MunichMunich by Robert Harris
My rating: 4 of 5 stars

Munich is another historical thriller from Robert Harris. The setting is the Munich Conference of 1938 at which Germany, Italy, France and the United Kingdom agreed that Czechoslovakia must give up the Sudetenland to Nazi Germany. It’s an important event in the build up towards World War 2, but it’s also something that is fairly well known, and I was curious as to how the author would approach it, and what kind of story he could create with this setting.

The first part of the book a little slow, but we meet two diplomats, one British and one German, who were friends at Oxford. We follow their stories in parallel as the crisis unfolds and eventually they meet again in Munich where each is a junior staff member of his respective delegation.
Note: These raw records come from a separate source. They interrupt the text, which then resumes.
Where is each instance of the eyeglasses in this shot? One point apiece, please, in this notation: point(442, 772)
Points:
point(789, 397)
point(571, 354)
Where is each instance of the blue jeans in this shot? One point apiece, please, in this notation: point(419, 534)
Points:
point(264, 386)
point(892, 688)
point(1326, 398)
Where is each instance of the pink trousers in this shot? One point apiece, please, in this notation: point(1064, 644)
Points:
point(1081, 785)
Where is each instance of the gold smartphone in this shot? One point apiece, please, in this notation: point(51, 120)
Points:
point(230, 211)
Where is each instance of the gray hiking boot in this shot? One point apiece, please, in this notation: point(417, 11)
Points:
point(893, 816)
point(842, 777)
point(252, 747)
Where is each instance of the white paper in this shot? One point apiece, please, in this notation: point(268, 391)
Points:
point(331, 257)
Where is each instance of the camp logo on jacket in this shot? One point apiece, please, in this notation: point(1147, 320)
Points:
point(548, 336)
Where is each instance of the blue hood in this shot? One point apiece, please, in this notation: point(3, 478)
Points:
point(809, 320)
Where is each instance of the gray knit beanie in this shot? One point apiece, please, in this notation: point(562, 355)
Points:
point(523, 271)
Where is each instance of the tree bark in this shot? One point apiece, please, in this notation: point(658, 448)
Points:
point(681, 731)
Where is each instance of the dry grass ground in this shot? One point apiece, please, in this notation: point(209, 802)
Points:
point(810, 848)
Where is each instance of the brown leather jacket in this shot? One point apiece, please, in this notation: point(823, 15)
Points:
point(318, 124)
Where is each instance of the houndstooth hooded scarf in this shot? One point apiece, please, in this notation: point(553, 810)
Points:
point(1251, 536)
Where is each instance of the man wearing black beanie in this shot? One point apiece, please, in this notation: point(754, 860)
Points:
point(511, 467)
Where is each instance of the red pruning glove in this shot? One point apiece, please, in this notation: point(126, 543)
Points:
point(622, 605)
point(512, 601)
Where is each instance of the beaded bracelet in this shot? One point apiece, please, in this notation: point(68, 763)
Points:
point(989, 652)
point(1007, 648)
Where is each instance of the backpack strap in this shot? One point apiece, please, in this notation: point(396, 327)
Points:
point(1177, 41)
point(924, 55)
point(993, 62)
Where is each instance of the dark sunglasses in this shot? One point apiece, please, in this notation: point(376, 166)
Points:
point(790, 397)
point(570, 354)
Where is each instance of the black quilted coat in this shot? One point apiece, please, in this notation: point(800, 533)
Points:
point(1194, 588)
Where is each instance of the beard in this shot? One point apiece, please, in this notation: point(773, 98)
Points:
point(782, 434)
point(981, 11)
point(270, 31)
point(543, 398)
There’s not much more that I can say without getting into spoilers.

The author has used some of the more recent historical research on Prime Minister Chamberlin. It’s always been easy, in retrospect, to condemn his policy of appeasement, but could Great Britain have gone to war in 1938 over the Sudetenland and been victorious? It’s not a simple question.

The Oster resistance group is also part of the novel. There was a plot among some officers in the German Army to arrest and depose Hitler if he tried to invade Czechoslovakia. How realistic this conspiracy was, and it’s actual chance of success are both debatable.

So with the constraints of history, he doesn’t really have a lot of room to maneuver, I think Mr. Harris has done a good job of story telling. I found the book to be a good read; yes it is a little slow in the first part of the book, but the twists and turns in the stories of the two protagonists kept me interested until the end. I recommend this book.